Fachin determina que Mendonça levante sigilo do Caso Master – CartaCapital



Fachin determina que Mendonça levante sigilo do Caso Master – CartaCapital

O presidente do Supremo Tribunal Federal, Edson Fachin, determinou na noite desta quinta-feira 10 que o ministro André Mendonça levante o sigilo das investigações envolvendo o Banco Master, de Daniel Vorcaro. Segundo o ministro, poderá permanecer em sigilo apenas os trechos que possam prejudicar futuras investigações.

O plenário da Corte vai discutir, na próxima terça-feira 15, o relatório da Polícia Federal que apontou uma suposta relação entre o ministro Alexandre de Moraes e o ex-banqueiro. Além disso, os ministros devem analisar o pedido de investigação do ministro apresentado por Mendonça. Por isso, conforme o despacho, tornar as investigações públicas é necessário.

“Tendo em vista a inclusão da Pet 16.662 em calendário de julgamento da sessão extraordinária de 15 de setembro de 2026 e considerando que a Pet 16.662 foi formada a partir da Pet 15.556, solicite-se ao eminente Ministro André Mendonça (Relator da Pet 15.556), a remessa, em HD próprio, a esta Presidência e aos Gabinetes dos eminentes Ministros, de todos os procedimentos contidos ou relacionados à Pet 15.556, bem como o levantamento do sigilo da Pet 15.556 (e dos procedimentos nela contidos ou a ela relacionados)”, diz.

A decisão de Fachin acontece em meio a crise na Corte, com troca de acusações entre Moraes e Mendonça. O relator do Caso Master determinou à Polícia Federal que identificasse o destinatário de mensagens enviadas por Daniel Vorcaro — chegando, assim, a Moraes.

Em seguida, Moraes também lançou mão de um relatório da PF e pediu a investigação do colega de toga, afirmando existir a presença de “fortes indícios” da prática de improbidade administrativa, abuso de autoridade, crime de responsabilidade e favorecimento a determinados grupos políticos.

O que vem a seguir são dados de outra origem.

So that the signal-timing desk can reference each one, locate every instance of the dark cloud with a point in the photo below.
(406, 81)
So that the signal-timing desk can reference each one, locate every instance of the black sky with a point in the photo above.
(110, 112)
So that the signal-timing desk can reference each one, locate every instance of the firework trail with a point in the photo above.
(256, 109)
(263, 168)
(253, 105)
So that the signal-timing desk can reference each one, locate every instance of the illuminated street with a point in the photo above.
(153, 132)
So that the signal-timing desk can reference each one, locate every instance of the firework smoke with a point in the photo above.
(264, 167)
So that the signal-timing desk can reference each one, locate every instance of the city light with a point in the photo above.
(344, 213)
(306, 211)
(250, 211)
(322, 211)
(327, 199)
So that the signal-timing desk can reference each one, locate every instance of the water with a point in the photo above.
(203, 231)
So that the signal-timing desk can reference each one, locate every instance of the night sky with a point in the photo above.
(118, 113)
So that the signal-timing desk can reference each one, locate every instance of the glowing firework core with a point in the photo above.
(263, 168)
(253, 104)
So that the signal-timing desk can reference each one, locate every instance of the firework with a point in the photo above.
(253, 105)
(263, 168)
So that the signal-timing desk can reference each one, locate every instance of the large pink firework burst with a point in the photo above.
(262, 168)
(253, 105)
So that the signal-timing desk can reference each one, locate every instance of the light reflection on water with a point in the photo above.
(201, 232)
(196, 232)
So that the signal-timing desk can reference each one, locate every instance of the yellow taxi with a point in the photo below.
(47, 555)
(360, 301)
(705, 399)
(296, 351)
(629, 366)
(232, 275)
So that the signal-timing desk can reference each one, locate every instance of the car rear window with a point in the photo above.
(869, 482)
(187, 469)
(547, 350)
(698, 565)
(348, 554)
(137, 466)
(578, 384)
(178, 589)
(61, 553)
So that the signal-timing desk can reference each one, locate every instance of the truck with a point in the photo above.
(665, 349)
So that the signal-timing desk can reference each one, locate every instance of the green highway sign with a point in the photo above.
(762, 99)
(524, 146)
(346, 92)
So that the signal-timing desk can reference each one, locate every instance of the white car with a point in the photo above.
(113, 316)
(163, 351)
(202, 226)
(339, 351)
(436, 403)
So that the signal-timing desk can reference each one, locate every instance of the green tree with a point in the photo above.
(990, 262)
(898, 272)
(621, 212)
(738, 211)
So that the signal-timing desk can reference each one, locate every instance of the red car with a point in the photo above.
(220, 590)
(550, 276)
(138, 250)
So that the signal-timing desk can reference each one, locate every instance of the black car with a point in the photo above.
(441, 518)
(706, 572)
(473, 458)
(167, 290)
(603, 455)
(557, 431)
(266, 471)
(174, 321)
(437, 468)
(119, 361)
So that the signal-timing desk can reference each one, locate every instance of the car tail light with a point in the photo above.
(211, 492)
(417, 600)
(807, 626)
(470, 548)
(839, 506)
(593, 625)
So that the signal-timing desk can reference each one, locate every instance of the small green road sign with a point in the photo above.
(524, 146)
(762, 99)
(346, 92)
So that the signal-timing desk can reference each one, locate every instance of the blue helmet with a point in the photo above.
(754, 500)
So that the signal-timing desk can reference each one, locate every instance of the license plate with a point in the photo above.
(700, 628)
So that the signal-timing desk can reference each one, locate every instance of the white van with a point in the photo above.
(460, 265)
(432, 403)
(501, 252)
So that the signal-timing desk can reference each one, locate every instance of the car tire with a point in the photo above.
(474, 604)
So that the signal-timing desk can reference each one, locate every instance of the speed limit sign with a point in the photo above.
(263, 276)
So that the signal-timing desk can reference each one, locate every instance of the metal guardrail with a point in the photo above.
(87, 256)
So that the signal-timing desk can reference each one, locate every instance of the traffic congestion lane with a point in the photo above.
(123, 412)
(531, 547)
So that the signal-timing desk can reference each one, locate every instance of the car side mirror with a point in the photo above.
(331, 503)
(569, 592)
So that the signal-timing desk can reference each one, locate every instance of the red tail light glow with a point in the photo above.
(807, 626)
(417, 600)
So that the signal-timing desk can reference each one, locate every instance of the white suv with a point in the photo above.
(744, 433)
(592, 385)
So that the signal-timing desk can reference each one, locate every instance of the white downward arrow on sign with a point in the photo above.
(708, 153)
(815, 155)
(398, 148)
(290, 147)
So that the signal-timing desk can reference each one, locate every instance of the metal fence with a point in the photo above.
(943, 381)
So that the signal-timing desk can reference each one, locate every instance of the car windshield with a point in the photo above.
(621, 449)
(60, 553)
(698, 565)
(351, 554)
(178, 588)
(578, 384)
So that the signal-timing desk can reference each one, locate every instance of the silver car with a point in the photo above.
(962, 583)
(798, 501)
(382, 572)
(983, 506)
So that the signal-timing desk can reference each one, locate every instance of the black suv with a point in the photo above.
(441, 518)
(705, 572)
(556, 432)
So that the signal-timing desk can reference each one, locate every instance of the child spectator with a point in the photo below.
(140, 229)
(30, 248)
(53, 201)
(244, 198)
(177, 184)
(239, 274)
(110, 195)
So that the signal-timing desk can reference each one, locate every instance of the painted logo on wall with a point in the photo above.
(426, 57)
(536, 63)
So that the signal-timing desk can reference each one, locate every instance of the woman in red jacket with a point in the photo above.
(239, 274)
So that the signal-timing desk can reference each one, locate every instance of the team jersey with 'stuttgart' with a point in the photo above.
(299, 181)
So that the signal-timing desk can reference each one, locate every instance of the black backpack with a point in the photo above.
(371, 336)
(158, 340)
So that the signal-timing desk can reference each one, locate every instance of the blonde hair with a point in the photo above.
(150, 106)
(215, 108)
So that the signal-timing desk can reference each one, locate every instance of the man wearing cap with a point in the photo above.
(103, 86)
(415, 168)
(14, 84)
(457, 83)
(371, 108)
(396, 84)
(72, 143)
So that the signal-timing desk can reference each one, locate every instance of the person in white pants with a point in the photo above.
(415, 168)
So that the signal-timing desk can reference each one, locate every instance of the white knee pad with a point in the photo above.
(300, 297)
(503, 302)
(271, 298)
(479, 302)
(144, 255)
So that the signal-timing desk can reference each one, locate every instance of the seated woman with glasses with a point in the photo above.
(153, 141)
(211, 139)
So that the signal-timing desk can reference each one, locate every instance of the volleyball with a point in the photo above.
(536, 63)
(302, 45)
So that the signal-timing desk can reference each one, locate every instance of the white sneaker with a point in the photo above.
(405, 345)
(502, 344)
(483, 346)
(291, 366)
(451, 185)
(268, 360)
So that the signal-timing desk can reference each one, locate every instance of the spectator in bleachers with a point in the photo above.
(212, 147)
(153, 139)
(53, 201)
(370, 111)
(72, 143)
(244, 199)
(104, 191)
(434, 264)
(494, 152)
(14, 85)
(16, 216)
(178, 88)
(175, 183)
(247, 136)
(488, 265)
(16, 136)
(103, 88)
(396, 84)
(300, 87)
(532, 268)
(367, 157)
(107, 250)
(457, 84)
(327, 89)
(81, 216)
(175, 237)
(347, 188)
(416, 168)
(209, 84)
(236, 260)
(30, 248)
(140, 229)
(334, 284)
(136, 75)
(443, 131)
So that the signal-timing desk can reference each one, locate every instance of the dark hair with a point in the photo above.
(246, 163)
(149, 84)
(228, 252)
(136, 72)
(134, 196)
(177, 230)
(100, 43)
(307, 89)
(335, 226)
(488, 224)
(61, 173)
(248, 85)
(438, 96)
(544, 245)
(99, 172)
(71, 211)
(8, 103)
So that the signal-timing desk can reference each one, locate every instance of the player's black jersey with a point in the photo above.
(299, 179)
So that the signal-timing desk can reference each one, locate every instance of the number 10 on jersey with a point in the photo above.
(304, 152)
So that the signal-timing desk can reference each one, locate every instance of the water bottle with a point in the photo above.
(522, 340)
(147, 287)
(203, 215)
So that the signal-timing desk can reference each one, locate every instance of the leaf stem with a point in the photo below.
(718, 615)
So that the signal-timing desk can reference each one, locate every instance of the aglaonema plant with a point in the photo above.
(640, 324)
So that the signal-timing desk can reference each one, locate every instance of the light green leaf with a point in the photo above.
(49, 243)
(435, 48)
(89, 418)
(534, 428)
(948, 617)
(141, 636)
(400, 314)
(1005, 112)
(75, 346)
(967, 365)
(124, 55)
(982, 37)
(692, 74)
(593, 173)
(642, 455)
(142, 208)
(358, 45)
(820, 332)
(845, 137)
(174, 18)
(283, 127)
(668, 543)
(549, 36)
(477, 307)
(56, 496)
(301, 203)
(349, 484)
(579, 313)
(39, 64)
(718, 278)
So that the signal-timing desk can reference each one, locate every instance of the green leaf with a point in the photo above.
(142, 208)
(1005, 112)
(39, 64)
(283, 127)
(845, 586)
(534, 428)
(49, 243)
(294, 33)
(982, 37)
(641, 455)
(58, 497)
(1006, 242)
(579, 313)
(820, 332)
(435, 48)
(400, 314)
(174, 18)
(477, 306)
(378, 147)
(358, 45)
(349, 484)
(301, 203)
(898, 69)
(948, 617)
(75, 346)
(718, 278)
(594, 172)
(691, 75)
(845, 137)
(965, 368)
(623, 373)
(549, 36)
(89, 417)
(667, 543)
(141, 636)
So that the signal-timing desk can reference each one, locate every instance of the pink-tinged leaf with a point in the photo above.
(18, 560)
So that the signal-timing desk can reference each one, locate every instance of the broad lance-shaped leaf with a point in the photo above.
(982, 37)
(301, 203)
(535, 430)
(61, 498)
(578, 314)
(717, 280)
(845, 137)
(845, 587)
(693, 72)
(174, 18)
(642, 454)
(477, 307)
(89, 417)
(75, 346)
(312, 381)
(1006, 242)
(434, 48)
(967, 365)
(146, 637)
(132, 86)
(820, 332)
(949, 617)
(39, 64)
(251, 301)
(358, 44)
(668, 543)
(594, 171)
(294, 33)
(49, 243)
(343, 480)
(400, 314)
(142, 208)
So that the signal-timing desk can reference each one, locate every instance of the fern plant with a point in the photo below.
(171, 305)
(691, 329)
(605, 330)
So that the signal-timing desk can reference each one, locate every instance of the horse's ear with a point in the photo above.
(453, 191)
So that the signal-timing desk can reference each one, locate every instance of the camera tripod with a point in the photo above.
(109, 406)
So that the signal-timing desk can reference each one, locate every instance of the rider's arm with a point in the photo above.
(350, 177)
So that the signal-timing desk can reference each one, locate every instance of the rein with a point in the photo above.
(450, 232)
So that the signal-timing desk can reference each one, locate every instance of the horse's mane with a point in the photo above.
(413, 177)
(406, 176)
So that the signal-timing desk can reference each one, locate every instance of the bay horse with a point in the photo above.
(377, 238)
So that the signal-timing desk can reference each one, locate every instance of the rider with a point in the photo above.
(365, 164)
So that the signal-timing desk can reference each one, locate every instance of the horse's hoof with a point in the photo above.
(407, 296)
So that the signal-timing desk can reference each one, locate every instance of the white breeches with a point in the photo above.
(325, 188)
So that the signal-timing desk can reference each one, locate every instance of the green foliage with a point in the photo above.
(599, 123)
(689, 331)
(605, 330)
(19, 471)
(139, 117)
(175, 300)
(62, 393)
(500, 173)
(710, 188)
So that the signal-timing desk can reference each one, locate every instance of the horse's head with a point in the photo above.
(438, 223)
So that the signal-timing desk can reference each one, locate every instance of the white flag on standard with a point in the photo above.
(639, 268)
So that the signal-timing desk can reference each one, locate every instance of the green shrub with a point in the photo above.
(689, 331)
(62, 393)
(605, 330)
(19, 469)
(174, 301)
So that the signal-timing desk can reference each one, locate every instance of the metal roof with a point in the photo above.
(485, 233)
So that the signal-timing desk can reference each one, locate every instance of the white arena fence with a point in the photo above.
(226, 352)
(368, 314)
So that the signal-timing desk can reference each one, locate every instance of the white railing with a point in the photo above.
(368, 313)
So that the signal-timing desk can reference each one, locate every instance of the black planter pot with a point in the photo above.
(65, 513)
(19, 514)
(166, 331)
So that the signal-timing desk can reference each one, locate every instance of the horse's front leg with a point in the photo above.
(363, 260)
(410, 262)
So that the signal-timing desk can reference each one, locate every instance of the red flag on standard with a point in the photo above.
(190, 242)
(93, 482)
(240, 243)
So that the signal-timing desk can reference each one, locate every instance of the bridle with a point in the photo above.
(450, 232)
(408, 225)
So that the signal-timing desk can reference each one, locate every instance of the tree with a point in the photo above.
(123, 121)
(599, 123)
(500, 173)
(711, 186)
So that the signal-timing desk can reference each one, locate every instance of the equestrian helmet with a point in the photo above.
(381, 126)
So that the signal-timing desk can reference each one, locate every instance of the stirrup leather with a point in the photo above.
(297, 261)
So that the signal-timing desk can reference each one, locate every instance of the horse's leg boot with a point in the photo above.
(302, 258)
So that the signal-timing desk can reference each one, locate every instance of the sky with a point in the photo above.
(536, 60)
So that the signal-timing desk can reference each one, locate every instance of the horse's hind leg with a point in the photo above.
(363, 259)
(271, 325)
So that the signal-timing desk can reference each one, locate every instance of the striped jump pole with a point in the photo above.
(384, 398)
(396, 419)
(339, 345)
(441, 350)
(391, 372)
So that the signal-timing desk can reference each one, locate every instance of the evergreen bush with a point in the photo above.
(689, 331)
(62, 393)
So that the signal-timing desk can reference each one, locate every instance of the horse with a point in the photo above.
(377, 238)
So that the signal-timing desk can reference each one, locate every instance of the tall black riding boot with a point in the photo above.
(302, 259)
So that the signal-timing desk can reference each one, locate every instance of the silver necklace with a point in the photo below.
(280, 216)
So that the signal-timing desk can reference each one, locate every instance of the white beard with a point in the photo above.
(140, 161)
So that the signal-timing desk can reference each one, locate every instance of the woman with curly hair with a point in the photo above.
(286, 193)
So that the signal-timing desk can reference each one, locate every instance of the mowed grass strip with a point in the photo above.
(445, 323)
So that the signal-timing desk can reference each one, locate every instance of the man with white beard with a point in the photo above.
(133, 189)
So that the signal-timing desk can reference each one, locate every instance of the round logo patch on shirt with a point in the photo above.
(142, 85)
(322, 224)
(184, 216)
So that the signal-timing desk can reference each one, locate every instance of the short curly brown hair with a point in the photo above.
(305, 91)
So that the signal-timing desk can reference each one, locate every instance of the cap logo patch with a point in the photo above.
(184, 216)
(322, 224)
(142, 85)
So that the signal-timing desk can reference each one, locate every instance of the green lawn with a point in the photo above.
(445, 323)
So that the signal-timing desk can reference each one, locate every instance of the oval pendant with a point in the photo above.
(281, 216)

Mendonça dobrou a aposta e determinou o afastamento de Andrei Rodrigues do cargo de diretor-geral da PF. A ordem, entretanto, foi revertida por Flávio Dino — e, posteriormente, pelo próprio Edson Fachin, que anulou as duas determinações envolvendo a PF.

Ato contínuo, o presidente do STF marcou para a próxima terça-feira o julgamento do pedido de investigação contra Moraes e a validade do relatório da PF encomendado por Mendonça. Ainda não se sabe, porém, se a sessão do plenário, onde todos os ministros analisam, será aberta ou sigilosa.